Research Group
The Center for Combined Smart Energy Systems (CoSES) is a low-inertia, sector-coupled, low voltage active distribution grid laboratory to investigates smart operation strategies for sustainable energy systems at distribution grid prosumer levels. Our focus lies on the complex interaction of different subsystems, considering three integrated layers: thermal energy supply, electrical energy supply, communication & computation network. The research of our young group covers data driven model validation and calibration, real-time and optimal energy management, and dynamic control strategies of electrical and heat prosumers. The lab hosts the energy infrastructure of five realistic buildings, with real and emulated DERs, and a bidirectional interaction with the electrical and heating networks. The lab uses Power Hardware-in-the-loop (PHiL) philosophy to implement developed control and simulation models in real-time over a real long reconfigurable electrical grid and an emulated heating grid.
Topic Background
Optimally operated home energy management systems (HEMS) have been shown in literature to be effective in relieving the grid expansion costs, to accommodate the massive electrification of electrical, heating and mobility sectors through renewable energy resources. The uncertainties in generation, individual load profiles and the interplay between heat and electrical networks, provides many interesting challenges for EMS control algorithms.
Research Topic
EMS algorithms fall into rule-based controls, mathematical optimization, and data-driven methods like Reinforcement-Learning (RL). Rule-based methods are simple to develop but lack predictive control efficiency. Mathematical optimization minimizes system but gets intractable if it tries to mimic stochastic real-world behaviors. RL models can learn real world behavior, handle forecast errors well, but demand intricate training set. A gap remains in EMS algorithm development for real-world dynamics and uncertainties while being robust with manageable implementation effort. Physics based machine learning is an approach to combine the robustness of data driven modelling with physical constraints in the model to derive the best of both – mathematically precise and heuristics world. Could this be the key to develop a practically useful EMS algorithm?
Tasks:
• Literature review of active distribution grid control and EMS algorithms.

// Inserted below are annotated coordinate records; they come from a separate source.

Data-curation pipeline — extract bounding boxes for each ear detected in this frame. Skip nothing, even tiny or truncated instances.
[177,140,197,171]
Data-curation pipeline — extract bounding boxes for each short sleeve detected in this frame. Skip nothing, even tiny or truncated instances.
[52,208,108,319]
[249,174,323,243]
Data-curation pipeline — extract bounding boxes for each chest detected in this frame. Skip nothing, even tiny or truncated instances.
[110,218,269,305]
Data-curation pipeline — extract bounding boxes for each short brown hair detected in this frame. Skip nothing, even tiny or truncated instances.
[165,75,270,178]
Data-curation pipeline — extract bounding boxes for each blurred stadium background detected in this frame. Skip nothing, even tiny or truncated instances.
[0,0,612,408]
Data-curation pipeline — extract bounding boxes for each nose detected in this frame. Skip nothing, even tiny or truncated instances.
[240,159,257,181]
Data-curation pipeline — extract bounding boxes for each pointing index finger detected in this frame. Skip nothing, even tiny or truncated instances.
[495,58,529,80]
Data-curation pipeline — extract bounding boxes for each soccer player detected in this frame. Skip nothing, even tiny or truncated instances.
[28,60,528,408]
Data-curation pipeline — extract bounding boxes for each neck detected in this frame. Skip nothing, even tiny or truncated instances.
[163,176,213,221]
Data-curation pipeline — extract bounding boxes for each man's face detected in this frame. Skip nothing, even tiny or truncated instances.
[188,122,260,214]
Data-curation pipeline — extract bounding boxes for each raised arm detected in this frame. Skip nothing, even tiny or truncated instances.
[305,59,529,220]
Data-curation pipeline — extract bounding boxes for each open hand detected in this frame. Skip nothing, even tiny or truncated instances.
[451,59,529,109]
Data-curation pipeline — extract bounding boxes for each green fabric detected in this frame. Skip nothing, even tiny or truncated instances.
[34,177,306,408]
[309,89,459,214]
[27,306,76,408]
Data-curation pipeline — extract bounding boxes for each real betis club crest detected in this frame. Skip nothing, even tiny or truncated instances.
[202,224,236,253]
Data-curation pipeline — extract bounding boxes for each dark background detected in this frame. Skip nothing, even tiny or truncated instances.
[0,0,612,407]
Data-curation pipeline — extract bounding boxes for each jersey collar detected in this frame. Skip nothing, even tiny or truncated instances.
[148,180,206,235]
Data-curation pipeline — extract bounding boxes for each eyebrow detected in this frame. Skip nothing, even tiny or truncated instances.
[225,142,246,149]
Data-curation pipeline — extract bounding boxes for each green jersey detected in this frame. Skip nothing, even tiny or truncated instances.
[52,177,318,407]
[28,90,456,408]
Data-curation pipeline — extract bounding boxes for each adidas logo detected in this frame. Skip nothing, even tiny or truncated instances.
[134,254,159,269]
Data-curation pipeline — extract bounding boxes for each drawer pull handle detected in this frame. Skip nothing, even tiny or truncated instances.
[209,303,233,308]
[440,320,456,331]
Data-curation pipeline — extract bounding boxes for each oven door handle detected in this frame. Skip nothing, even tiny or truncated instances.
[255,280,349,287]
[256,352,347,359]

• Familiarization with the control system of CoSES laboratory.
• Familiarization with RL implementation frameworks
• Building up co-simulation environment to collect training set, ground truth for a data driven EMS algorithm.
• Developing a basis for a physical loss function.
• Benchmarking on a suitably chosen scenario set.
• Result processing, evaluation and presentation
• Preparation of a report describing the key aspects and findings of the conducted work
• Presenting the results to a scientific audience.
• Performing daily lab work duties of a student research assistant.